Study finds you can solve puzzles in your dreams
Northwestern University researchers found that playing certain sounds during REM sleep can actually steer your dreams and help you solve brain teasers.
Using a technique called targeted memory reactivation (TMR), the 12 of 20 participants whose dreams incorporated the cued puzzles doubled their puzzle-solving success—from 20% to 40%—when their dreams were nudged with sound cues.
How the study was conducted
Twenty experienced lucid dreamers took part, each spending a few minutes with unique soundtracks for different puzzles before bed.
During REM sleep, some of these sounds were replayed, and while 75% of participants reported dreaming about fragments or ideas related to the unsolved puzzles in general, only 12 of 20 participants showed increased dream incorporation specifically tied to the cued puzzles.

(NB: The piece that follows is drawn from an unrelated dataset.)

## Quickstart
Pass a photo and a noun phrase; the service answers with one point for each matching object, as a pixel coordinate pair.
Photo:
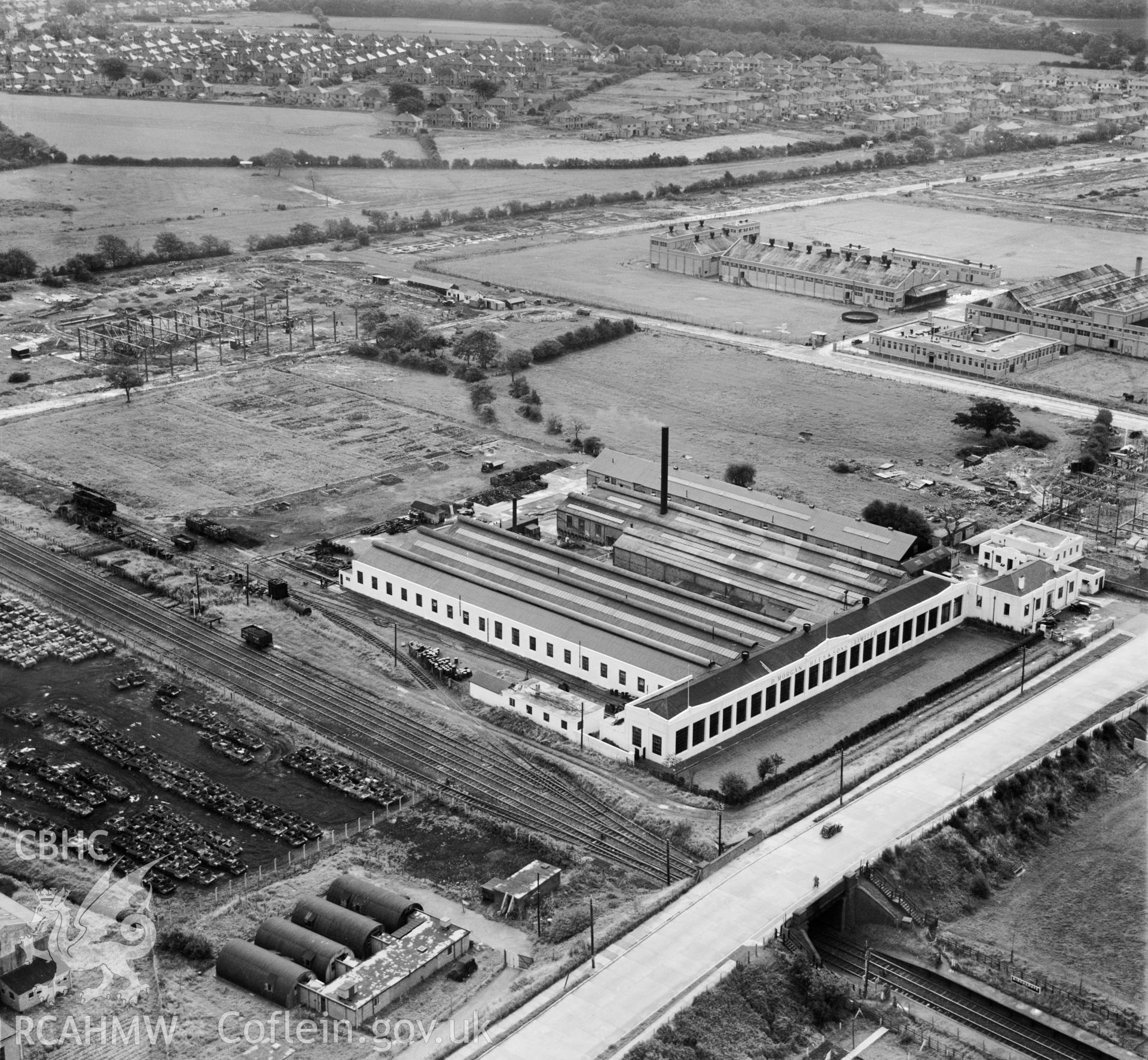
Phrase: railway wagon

Among those 12 participants whose dreams incorporated the cued puzzles, they not only dreamed more about the targeted puzzles but also solved them much more often than those whose dreams did not incorporate the cues.
What the researchers want to do next
Interestingly, even people who weren't fully aware they were dreaming still followed the sound cues—one even asked a dream character for help!
Lead author Karen Konkoly noted these moments show just how much our sleeping brains can pick up on outside hints.
Next up: researchers want to see if this approach could help with learning or managing emotions through dreams.